The recently-released pamphlet features an extensive map with the locations, addresses, phone numbers and hours of more than 125 breweries in Colorado, along with a plethora of information about beer.

Laur said the map’s goal was to promote the appreciation of craft beer in Colorado. “If we can help people find beer, all the better.”

But with all maps and personal stories aside, there’s clearly something in the water, or in the beer, that attracts Coloradans to beer and brewers to Colorado.
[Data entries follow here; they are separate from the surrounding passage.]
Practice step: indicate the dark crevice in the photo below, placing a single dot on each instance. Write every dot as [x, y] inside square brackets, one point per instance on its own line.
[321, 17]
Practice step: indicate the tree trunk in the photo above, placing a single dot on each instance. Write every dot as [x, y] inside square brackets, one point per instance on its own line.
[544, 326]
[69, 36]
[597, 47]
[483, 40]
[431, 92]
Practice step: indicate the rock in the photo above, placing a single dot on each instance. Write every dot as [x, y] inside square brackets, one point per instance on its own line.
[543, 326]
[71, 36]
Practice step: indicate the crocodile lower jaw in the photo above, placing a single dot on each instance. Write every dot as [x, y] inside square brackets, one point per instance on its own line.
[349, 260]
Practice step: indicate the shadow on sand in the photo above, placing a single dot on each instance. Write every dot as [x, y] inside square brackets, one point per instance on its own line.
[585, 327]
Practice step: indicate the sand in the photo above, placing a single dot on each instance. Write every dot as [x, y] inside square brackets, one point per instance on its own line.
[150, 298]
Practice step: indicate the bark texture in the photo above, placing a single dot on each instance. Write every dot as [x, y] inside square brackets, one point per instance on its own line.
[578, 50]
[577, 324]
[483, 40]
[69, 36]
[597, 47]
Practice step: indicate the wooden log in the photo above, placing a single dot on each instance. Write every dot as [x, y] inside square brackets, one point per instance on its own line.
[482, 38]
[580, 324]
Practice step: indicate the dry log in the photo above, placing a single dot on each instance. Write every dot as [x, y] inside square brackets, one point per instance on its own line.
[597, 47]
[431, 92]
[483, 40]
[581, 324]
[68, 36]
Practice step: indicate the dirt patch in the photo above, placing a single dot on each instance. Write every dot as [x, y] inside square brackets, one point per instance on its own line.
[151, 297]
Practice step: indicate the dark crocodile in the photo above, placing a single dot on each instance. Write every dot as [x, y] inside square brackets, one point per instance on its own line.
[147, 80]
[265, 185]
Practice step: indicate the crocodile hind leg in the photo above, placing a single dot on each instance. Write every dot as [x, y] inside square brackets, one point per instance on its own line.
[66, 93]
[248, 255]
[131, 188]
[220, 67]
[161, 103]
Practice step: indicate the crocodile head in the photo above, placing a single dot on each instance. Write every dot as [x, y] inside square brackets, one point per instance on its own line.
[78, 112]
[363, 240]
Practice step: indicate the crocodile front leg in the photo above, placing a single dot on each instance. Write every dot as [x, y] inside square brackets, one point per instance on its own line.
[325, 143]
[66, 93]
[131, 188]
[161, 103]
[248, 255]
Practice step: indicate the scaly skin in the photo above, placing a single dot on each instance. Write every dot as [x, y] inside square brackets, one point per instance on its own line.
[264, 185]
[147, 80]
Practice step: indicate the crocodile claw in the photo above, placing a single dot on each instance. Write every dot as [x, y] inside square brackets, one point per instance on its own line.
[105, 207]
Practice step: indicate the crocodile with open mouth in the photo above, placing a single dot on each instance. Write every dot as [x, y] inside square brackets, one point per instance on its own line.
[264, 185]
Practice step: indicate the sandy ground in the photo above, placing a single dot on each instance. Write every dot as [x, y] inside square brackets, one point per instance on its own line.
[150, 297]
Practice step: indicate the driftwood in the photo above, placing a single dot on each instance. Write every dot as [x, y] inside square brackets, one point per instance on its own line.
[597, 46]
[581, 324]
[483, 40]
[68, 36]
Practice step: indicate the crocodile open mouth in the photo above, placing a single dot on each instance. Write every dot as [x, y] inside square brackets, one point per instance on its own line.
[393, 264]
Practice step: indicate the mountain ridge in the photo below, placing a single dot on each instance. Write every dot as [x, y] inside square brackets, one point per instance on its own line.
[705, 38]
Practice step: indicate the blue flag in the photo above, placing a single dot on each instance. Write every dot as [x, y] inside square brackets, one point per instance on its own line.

A sense of adventure and an eagerness to learn

Schumacher, among his other responsibilities at Odell’s, gives tours of the company’s facilities. So she said it’s exciting for her when people come in with a curious attitude.
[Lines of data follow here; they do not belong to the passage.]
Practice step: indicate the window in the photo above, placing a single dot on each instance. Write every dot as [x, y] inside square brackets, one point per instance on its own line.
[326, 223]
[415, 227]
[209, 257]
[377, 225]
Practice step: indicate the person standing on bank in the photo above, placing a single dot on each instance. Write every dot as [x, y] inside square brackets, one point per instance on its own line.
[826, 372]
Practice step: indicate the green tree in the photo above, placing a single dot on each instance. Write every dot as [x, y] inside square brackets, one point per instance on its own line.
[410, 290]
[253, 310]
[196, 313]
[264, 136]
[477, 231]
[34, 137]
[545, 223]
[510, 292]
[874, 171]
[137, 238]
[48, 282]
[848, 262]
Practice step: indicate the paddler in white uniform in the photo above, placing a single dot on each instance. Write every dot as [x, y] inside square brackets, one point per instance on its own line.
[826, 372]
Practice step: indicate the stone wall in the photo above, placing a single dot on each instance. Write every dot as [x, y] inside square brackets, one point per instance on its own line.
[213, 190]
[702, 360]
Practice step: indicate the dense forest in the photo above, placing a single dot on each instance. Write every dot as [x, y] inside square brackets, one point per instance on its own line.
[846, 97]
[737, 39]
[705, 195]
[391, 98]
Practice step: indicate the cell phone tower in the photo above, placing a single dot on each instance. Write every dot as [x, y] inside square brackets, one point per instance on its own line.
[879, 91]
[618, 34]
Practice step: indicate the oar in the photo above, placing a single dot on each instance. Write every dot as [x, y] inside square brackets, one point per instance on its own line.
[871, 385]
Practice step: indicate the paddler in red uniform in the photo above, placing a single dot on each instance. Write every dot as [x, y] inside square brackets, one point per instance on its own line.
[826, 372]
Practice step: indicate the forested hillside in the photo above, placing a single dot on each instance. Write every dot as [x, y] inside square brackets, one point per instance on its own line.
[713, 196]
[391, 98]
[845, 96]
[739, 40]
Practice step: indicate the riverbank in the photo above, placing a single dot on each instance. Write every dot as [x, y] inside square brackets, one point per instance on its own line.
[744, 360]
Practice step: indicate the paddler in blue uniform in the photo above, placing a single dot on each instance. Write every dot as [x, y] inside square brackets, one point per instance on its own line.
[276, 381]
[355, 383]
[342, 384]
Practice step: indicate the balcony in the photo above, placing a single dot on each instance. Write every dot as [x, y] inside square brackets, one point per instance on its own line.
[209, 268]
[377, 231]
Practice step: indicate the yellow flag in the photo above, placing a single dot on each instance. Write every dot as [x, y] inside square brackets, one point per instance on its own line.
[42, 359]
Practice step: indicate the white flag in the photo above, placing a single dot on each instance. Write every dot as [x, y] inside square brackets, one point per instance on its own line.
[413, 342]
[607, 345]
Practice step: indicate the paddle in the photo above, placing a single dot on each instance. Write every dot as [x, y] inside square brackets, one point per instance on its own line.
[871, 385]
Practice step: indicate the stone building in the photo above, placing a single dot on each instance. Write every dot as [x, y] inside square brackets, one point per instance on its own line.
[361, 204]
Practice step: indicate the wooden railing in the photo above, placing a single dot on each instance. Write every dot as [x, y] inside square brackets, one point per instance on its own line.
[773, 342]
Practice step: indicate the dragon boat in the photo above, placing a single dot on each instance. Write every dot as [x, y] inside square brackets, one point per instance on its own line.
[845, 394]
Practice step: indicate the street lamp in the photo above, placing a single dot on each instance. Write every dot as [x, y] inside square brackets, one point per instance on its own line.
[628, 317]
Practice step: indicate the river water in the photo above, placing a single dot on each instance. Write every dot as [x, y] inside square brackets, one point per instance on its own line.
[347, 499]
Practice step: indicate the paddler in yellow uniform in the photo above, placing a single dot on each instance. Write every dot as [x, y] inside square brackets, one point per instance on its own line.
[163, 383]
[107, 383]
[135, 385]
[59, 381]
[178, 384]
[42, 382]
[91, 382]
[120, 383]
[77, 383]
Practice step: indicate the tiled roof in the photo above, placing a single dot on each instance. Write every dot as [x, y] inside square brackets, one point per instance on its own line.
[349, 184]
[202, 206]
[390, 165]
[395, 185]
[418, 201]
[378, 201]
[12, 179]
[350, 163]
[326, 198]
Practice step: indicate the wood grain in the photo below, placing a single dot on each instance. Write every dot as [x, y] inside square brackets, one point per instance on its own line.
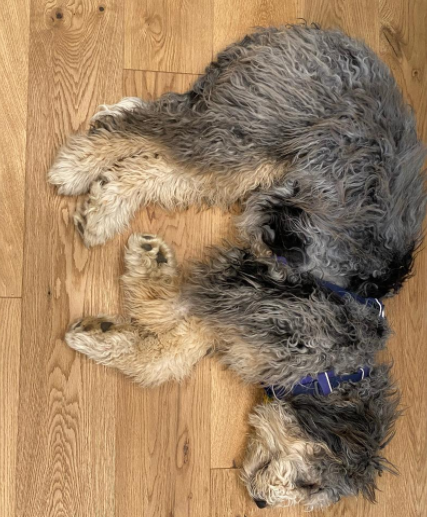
[403, 45]
[359, 19]
[14, 22]
[161, 35]
[10, 334]
[235, 18]
[66, 445]
[77, 440]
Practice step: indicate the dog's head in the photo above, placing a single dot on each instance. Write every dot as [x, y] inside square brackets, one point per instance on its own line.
[314, 450]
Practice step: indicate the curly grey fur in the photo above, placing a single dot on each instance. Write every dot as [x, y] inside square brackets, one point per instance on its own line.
[326, 111]
[347, 206]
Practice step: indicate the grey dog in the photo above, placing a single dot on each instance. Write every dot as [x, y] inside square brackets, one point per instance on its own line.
[307, 129]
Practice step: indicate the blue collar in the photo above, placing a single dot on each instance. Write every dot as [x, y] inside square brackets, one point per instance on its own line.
[340, 291]
[324, 384]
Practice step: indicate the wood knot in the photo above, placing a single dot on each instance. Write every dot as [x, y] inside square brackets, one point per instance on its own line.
[393, 40]
[416, 74]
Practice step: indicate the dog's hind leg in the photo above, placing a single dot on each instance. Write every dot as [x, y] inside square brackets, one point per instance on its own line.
[158, 342]
[151, 283]
[85, 157]
[149, 358]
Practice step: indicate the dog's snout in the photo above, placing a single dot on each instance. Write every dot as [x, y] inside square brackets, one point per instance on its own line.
[260, 503]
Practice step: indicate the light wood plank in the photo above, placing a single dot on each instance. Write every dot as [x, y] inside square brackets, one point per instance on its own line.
[166, 36]
[66, 441]
[359, 19]
[235, 18]
[10, 334]
[403, 45]
[14, 21]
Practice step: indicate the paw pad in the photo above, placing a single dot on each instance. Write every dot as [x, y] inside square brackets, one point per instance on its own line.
[161, 259]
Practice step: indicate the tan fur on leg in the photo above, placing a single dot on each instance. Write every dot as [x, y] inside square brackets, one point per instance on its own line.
[148, 358]
[151, 283]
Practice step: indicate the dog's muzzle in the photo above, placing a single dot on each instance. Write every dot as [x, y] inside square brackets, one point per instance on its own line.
[260, 503]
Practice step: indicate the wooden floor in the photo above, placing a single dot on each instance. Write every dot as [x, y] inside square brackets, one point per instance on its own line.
[76, 439]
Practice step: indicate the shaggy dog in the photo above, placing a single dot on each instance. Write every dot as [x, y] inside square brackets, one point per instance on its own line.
[308, 130]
“It’s cool when people come in with questions or they’re excited,” she said.

Especially in Fort Collins, New Belgium spokesman Bryan Simpson said, college-aged drinkers are exposed to a variety of good craft breweries.
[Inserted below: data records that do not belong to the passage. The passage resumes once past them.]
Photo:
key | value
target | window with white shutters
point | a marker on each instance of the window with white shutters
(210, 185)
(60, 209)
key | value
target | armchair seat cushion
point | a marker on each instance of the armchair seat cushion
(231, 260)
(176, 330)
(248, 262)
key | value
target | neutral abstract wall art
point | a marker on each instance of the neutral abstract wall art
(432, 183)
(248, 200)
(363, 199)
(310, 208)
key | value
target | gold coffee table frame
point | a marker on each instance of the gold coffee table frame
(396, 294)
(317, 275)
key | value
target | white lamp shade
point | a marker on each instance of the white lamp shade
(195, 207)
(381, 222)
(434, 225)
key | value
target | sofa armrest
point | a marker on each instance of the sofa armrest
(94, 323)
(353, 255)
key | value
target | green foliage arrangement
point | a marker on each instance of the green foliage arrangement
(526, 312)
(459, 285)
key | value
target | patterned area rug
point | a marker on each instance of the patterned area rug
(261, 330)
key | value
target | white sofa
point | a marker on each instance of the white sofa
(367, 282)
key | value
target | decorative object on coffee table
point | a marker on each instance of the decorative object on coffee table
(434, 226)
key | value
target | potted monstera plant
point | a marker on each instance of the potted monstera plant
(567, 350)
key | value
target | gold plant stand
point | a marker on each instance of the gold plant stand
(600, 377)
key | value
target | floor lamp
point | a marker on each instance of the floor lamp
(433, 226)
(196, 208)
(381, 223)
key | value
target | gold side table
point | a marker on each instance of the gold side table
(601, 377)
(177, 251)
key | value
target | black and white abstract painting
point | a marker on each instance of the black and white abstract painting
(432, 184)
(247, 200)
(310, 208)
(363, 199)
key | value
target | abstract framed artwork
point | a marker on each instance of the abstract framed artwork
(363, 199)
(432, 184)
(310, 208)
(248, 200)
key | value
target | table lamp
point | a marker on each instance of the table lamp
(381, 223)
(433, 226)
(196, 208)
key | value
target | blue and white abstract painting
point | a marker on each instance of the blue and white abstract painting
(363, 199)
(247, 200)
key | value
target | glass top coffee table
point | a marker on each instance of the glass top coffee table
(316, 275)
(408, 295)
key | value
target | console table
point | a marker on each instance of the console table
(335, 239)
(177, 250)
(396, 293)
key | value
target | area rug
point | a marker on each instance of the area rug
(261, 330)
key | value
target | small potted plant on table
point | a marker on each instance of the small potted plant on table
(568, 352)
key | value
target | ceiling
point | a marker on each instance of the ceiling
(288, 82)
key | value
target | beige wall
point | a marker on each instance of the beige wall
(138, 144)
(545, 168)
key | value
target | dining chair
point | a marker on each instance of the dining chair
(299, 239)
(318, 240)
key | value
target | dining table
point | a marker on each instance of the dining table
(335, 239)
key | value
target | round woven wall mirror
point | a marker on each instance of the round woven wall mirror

Simpson attributes the good beer culture in town to that college-like mentality.

“There’s a really sophisticated college-aged drinker in this town,” Simpson said in the tap room of New Belgium’s brewery north of Old Town.

CooperSmith’s Pub and Brewing head brewer Dwight Hall championed the sentiment, saying Coloradans are curious, especially when it comes to beer.

“People in the West seem more adventurous,” Hall said, adding, “People want to try new beer and are excited to try new beer.”

And that mindset fosters a sense of community among beer lovers, especially brewers, who in any other industry might be rivals or enemies.

“Brewers are different people,” Westcott said, adding that at any point during the week a customer is likely to see a number of brewers from different breweries around Fort Collins in the Equinox tap room.

“We all get along really well,” he said.

“There’s a mutual respect,” Schumacher said, adding that Odell’s looks at other brewers from the standpoint: “How can we learn from them? How can they learn from us?”

“Craft breweries really tend to band together,” Simpson said.

Good water and good legislation

According to Colorado’s manufacturing licensing law and rules, “Brewers or winers licensed … may solicit business directly from licensed retail persons or consumers by procuring a wholesaler’s license …”

Essentially, both Westcott and Laur said, brewers could sell up to 300,000 gallons of beer in Colorado directly to consumers and retailers, like liquor stores and bars.

In other states, they said, brewers must use a distributor as a middleman to sell alcohol to retailers. Because of this, brewers in other states have to fight for shelf space, on both trucks and in stores, and profit margins are smaller.

“(Colorado legislation) allows small brewers to start small,” Laur said, because they can use money from the sale of their product to brew more instead of giving that money to a distributer.

“State law makes it really easy for small breweries to exist,” Westcott said, who estimated the amount of home brewers in Fort Collins is in the thousands.

Brewers also said the water in Colorado, Fort Collins especially, lends itself to good brewing.

Simpson called the water in town “excellent,” not too hard or too soft. Hall called the municipal source of water “fantastic.”

“Beer is mostly water. If you don’t have good water, you’re going to make a pretty crappy beer,” Laur said. “With good water, you have the potential to make great beer.”

Beer keeps doing its job

Laur, who labels his business card “Favorite Beer: IPA,” said his favorite beer is “invariably the one that’s sitting in front of (him).”

And for all interviewed, not one could pinpoint a specific beer in which they love most.

“(Beer lovers) find a brand they love, then they tend to do a lot of sampling,” Simpson said, alluding to that curiosity among craft beer drinkers.

But in the end, Laur said, beer does the job of bringing people together.

“It helps (people) digest all the day’s good and bad problems. It helps people solve all the world’s problems,” Laur joked.

“Beer is a social lubricant; it makes people happy,” Westcott said.

And at the end of the day, Schumacher says, beer is just “kind of a good way to end your day.”